3. When disclosing the outcome of voting on all resolutions today, including the remuneration report, could you please advise the ASX how many shareholders voted for and against each item, similar to what happens with a scheme of arrangement? This will provide a better gauge of retail shareholder sentiment on all resolutions and was a disclosure initiative adopted by the likes of Metcash, Altium and Dexus after their 2021 AGMs.

David Armstrong: Thank you, Mr Mayne. Look, we will take that on board and have a discussion about it. I can't guarantee what the outcome will be but I hear you on that point and we will raise it today.

4. There was a 57% protest against last year's remuneration report and we still don't know the proxy position going into today's vote. Origin Energy has been disclosing the proxy position to the ASX with the formal addresses ahead of the AGM commencement since 2008. Will we commit to do this next year so shareholders are no longer debating in a vacuum and did any of the proxy advisers recommend a vote against the remuneration report in addition to the ASA which is voting undirected proxies against the remuneration report, pushing for a second strike.

David Armstrong: Thank you, Mr Mayne. There's two parts to that. I'll answer the first part and then I might ask Mr Savvides to comment on the second part. Thank you, I understand your point around the disclosure of proxies. We will have a discussion at the Board and take that into consideration. As I mentioned earlier, it is somewhat vexed. There are different points of view but I hear your particular perspective when it comes to the REM report in particular. George?

George Savvides: Yes, I'm not aware of any of those proxy advisors against the REM report.

5. The insurance industry is very complex and requires a lot of specialist knowledge so well done for appointing career experts such as Scott Pickering and George Savvides to the board. As the former CEO of the ACC, does Scott think NSW should move to a no-fault government scheme, similarly to the TAC model in Victoria.

David Armstrong: I'm afraid, Scott, I'm going to hand that to you.

Scott Pickering: I think that's a very interesting question. There is a clear benefit of a no-fault scheme. I think that New Zealand is very lucky to have had a scheme in place for over 40-plus years. There is a lot of complexity with that and I feel that it would be probably inappropriate for me to comment on a state or a federal issue at this point in time.

Watch video of exchange via Twitter.

6. Given the interesting discussions across a range of topics today, including on this LTI grant, could the chair undertake to make an archived copy of the webcast plus a full transcript of proceedings available on the company's website?

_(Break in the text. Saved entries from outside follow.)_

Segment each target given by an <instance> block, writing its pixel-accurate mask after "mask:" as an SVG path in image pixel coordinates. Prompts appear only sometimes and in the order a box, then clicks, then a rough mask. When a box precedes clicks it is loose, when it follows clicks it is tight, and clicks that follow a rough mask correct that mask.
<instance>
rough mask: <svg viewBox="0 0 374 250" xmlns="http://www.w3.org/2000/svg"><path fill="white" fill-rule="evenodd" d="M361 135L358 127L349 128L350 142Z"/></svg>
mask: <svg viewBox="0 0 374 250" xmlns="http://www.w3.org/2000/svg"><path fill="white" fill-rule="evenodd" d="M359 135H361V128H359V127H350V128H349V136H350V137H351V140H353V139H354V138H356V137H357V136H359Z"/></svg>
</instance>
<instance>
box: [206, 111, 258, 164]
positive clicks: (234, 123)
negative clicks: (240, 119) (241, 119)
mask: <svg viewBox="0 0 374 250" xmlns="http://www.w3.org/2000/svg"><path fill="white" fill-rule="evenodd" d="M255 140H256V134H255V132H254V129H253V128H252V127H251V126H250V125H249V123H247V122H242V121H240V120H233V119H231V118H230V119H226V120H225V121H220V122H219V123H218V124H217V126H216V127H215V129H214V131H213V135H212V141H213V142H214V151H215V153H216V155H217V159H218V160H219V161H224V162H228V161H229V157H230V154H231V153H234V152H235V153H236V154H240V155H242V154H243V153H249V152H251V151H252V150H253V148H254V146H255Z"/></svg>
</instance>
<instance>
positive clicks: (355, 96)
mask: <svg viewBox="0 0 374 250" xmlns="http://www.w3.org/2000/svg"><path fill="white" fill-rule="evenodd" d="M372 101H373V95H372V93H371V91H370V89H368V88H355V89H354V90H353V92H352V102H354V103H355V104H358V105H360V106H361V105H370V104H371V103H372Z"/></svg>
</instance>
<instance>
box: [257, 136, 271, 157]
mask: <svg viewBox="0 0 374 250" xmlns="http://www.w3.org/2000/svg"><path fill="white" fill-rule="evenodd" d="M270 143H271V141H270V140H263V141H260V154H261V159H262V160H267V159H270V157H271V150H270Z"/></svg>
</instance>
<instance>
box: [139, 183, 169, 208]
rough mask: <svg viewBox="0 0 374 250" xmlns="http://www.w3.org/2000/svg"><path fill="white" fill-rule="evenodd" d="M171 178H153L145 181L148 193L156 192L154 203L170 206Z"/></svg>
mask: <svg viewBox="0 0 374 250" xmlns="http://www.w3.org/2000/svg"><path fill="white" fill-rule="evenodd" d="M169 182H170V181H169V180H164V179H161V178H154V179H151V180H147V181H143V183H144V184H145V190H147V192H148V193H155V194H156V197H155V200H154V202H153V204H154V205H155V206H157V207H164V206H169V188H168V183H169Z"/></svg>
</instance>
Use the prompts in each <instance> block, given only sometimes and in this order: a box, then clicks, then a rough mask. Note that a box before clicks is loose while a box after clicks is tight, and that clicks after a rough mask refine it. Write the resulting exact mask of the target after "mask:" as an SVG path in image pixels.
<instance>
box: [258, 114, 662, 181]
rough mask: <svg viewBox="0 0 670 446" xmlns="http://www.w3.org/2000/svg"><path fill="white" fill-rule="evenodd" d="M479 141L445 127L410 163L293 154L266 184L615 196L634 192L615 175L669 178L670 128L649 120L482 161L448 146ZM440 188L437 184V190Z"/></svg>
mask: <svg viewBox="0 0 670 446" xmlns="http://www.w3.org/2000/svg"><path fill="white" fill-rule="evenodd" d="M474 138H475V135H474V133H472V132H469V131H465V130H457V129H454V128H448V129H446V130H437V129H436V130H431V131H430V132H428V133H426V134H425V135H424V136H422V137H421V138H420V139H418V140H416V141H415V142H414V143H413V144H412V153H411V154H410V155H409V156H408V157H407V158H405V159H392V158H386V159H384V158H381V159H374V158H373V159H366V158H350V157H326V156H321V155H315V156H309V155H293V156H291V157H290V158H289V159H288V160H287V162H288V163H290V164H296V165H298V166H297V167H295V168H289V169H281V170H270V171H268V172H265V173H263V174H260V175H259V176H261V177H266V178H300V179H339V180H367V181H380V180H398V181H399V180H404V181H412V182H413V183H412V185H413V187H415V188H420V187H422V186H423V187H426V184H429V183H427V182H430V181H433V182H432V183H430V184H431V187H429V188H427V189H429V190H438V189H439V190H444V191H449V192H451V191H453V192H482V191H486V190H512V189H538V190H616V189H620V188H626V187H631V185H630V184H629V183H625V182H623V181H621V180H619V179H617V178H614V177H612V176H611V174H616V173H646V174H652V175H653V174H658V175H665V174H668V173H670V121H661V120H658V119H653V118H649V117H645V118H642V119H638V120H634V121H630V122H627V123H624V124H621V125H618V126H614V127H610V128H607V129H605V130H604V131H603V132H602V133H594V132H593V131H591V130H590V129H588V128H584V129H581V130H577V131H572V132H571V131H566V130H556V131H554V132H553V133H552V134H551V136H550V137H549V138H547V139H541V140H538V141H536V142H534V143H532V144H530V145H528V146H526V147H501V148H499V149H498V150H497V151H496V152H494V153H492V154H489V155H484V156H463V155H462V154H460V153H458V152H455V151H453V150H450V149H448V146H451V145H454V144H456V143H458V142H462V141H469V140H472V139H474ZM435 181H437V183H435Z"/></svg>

This is a Dorothy Dix question because IAG actually has the best record in the market on this front, having AGM transcripts all the way back to 2003 on your website. Please confirm this will be continued and well done for this outstanding transparency. Many companies refuse to publish AGM transcripts and the likes of Nine, AGL, ASX, ANZ, CIMIC, Domino's, G8 Education and Lend Lease only started last year.

David Armstrong: Thank you, Mr Mayne, for your vote of confidence. Yes, I'm sure that I can confirm that will be the case and I too found it exceedingly valuable to be able to go back to some of the webcasts and transcripts in my preparation for today.